Juicios

Goldman Sachs tiene hasta el 12 de marzo para responder a la demanda de García Carrión

El tribunal de Londres donde pleitean fija el plazo de alegaciones

Instalaciones de García Carrión en Daimiel.
Instalaciones de García Carrión en Daimiel.

La guerra judicial abierta entre el grupo bodeguero español J. García Carrión y Goldman Sachs avanza en su vertiente británica.

El Tribunal Superior de Justicia de Inglaterra y Gales, en concreto su sección de Litigios Empresariales, ha dado plazo hasta el 12 de marzo a la entidad financiera para presentar alegaciones a la demanda que la compañía española presentó contra ella a principios de febrero, como consta en un documento judicial al que ha accedido CincoDías.

El motivo del conflicto es la supuesta ejecución por parte de Goldman de operaciones con divisas ajenas a la actividad de García Carrión “sin autorización ni poderes de representación”, según defiende la compañía. Un tipo de coberturas que suelen ser habituales en empresas con amplios volúmenes de exportación y que están expuestas, por tanto, a los vaivenes cambiarios.

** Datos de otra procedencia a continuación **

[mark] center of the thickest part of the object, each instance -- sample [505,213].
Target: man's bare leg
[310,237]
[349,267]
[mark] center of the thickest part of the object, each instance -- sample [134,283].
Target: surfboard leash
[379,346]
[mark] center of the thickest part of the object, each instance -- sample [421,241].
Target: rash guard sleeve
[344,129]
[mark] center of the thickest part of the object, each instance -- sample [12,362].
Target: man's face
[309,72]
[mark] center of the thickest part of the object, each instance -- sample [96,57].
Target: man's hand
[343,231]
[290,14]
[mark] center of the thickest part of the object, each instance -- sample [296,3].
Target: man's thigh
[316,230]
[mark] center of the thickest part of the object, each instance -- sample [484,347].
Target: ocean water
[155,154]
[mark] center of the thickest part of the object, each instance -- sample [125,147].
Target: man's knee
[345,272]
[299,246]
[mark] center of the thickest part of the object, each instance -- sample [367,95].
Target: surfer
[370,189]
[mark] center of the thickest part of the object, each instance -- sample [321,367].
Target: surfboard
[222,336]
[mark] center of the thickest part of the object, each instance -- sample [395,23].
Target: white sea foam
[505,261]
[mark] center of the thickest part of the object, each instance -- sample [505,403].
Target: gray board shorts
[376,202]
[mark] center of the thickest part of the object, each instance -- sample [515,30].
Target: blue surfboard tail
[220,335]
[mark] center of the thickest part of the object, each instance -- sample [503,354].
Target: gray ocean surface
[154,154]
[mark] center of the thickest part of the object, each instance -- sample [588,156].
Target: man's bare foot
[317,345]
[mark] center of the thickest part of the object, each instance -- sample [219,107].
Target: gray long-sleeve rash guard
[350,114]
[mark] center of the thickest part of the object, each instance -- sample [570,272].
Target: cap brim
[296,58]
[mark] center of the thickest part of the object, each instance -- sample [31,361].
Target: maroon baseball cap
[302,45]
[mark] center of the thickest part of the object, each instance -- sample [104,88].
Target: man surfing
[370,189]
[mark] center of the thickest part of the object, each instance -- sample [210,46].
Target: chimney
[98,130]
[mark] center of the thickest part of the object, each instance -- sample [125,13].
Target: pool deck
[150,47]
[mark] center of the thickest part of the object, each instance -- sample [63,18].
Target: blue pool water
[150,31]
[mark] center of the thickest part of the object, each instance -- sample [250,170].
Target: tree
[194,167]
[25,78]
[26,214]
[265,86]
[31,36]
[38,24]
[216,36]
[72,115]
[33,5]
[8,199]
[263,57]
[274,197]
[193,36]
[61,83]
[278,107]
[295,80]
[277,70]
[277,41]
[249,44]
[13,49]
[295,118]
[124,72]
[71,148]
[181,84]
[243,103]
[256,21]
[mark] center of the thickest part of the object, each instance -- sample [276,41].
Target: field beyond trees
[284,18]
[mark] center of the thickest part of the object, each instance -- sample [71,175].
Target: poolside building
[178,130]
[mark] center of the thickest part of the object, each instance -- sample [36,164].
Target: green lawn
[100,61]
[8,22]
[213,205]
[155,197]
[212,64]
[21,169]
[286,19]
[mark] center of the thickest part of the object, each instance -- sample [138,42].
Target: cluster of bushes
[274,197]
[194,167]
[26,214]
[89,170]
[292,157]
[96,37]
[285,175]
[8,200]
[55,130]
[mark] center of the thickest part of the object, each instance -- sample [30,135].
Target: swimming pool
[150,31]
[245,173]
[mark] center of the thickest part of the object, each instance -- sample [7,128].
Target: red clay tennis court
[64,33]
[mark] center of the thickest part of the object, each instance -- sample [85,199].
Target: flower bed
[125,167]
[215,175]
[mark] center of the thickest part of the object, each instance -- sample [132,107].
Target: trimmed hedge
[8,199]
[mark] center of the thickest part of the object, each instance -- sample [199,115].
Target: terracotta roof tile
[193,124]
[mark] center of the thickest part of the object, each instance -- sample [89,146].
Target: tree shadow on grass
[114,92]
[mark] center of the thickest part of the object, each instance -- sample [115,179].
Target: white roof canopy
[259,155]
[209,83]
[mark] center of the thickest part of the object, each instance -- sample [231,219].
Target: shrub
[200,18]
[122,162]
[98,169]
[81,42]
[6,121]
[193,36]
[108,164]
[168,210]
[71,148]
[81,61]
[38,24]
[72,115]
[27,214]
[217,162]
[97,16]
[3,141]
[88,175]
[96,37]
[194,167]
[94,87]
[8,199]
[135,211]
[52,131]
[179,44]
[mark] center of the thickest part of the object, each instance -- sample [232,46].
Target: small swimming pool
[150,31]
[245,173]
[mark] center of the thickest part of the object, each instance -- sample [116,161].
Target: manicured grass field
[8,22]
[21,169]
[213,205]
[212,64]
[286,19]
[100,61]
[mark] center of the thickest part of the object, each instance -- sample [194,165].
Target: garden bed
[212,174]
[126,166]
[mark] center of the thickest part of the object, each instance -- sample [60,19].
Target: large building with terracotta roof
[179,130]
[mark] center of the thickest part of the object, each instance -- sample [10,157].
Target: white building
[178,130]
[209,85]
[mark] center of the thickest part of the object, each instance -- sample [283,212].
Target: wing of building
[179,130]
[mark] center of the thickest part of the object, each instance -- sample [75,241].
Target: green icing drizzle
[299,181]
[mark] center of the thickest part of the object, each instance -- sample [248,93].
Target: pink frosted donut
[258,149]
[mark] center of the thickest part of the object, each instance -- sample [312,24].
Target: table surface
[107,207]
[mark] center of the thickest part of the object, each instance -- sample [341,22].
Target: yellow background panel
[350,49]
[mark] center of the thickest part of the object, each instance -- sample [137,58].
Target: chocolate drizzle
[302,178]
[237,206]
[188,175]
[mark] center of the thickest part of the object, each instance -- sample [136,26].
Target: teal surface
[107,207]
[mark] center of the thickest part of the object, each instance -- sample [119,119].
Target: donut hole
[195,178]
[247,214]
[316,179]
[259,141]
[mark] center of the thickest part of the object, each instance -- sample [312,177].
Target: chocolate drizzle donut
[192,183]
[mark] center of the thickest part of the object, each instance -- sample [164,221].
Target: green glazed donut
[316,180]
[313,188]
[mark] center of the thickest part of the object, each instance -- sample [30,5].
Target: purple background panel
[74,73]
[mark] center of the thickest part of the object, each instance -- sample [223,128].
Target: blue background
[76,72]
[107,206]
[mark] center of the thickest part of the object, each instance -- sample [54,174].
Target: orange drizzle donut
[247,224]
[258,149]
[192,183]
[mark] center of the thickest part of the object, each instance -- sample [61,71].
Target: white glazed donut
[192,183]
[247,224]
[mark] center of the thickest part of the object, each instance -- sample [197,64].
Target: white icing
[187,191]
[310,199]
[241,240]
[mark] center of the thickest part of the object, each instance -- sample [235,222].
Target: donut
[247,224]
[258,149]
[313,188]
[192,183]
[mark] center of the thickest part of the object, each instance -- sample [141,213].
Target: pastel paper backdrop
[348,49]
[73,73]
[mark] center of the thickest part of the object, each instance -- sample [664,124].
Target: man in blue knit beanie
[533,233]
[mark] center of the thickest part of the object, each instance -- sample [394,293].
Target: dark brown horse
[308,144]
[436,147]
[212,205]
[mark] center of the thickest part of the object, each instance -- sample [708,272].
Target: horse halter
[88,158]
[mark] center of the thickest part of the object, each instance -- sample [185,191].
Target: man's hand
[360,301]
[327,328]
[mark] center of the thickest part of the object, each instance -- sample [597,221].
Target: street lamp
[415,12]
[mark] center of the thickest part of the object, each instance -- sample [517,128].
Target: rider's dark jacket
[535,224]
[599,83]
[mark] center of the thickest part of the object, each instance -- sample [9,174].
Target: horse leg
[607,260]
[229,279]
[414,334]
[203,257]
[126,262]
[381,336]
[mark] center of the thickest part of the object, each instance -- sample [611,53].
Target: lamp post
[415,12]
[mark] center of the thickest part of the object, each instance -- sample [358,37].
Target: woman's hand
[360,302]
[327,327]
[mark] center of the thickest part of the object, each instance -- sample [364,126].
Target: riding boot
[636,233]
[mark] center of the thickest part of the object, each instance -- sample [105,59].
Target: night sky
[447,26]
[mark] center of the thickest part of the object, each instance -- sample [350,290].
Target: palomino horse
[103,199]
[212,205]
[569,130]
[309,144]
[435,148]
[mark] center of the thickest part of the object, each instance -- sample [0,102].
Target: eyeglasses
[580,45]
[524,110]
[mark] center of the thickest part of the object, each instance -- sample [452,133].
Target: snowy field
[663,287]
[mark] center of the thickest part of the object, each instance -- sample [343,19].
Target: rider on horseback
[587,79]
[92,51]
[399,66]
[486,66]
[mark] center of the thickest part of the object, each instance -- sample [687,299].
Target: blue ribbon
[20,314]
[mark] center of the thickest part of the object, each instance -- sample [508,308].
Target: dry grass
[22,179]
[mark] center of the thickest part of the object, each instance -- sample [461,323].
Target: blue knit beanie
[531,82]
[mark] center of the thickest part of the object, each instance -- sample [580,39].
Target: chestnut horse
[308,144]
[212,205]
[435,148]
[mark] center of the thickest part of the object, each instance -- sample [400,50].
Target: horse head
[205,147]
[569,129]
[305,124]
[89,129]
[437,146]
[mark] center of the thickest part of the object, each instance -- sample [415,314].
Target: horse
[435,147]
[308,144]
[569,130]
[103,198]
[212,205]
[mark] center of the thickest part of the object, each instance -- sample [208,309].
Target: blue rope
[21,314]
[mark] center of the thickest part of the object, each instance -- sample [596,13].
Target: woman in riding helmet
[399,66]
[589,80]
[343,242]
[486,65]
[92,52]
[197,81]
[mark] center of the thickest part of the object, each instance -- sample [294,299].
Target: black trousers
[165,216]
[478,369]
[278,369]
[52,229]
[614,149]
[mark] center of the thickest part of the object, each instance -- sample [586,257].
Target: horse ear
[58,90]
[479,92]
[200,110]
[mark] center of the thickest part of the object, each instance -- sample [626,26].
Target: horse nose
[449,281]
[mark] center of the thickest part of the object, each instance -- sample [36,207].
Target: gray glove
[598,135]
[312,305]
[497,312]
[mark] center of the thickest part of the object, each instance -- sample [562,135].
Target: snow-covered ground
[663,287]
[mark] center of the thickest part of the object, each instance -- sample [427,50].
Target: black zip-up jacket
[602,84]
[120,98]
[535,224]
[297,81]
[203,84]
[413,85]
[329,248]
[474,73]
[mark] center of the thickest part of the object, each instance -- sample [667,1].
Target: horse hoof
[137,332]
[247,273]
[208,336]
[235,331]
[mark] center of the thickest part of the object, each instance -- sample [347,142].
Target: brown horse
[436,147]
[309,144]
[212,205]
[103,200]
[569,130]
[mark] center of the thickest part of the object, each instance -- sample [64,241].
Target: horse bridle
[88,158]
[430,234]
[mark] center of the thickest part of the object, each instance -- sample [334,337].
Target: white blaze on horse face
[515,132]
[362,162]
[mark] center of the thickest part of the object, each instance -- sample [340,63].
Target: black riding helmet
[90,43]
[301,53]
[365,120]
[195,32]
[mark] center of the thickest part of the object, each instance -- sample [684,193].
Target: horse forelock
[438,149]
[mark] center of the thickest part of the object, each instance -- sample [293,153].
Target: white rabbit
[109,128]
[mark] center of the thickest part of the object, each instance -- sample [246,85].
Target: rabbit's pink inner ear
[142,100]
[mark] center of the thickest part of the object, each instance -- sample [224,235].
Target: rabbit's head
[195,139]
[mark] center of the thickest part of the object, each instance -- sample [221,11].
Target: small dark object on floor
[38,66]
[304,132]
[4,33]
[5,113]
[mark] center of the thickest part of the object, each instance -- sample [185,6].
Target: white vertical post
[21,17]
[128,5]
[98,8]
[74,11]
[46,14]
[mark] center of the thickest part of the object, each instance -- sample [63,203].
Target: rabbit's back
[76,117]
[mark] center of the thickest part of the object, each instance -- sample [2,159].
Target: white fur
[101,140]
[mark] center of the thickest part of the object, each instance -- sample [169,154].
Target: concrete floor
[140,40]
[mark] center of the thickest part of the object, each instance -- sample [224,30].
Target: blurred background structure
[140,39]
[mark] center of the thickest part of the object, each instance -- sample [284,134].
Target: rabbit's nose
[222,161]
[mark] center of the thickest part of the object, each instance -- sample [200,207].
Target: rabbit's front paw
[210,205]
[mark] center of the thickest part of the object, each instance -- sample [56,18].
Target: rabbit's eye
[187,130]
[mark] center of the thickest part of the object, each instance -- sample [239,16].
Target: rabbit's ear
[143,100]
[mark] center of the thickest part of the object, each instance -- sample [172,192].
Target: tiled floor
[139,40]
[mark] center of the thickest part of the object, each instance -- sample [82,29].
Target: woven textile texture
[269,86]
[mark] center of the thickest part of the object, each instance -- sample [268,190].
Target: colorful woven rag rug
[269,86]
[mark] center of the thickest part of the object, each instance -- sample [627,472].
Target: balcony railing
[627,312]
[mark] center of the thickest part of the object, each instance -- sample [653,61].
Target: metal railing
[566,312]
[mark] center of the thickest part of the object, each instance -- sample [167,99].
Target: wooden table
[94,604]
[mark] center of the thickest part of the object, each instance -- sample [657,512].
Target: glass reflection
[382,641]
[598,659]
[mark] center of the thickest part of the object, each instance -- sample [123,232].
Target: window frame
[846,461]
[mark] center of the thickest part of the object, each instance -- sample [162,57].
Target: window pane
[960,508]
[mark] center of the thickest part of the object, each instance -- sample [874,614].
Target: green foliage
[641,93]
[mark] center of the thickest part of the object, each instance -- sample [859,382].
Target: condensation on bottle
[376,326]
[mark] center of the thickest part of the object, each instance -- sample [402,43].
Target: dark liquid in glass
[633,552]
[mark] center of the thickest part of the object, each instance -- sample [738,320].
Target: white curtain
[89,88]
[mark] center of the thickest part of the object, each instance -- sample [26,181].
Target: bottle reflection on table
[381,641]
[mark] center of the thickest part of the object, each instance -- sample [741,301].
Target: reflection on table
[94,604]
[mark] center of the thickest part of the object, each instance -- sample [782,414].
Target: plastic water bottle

El conflicto judicial está abierto tanto contra Goldman Sachs como contra el anterior director financiero de García Carrión, a los que el grupo bodeguero reclama “los posibles perjuicios que estas operaciones no autorizadas pudieran ocasionar” al entender que “son contrarias a la regulación aplicable”. Además la querella no solo se ha presentado ante el mencionado tribunal británico, sino también en los juzgados de instrucción de Madrid, donde todavía no hay plazos a la vista.

Sin embargo la guerra es en doble dirección. La demanda de García Carrión es la respuesta a una primera interpuesta por Goldman Sachs contra la compañía española por no abonarle los importes derivados de esas operaciones.

La respuesta de la española, que ha contratado al bufete Humphries Kerstetter, fue interponer otra ante la que en menos de un mes Goldman Sachs, asesorado por Latham & Watkins, deberá presentar alegaciones.

Como indica García Carrión en sus últimas cuentas anuales disponibles, las del ejercicio 2019, esta utiliza “instrumentos financieros derivados para cubrir los riesgos a los que se encuentran expuestas sus actividades, operaciones y flujos de efectivo futuros. Fundamentalmente, estos riesgos son de variaciones de los tipos de cambio y los tipos de interés”. A cierre de ese ejercicio García Carrión tenía dos coberturas por tipo de cambio en dólares por un valor nocional total de 200 millones de euros.

Impacto en la cuenta de resultados

Casi el 36% de la facturación de García Carrión en 2019 se generó a través de la exportación, un total de 306 millones de euros. Una actividad internacional que le expone a las variaciones en los tipos de cambio y que en ese ejercicio tuvieron un impacto negativo de 289.000 euros en la cuenta de resultados. En 2018 este llegó a los 3,3 millones.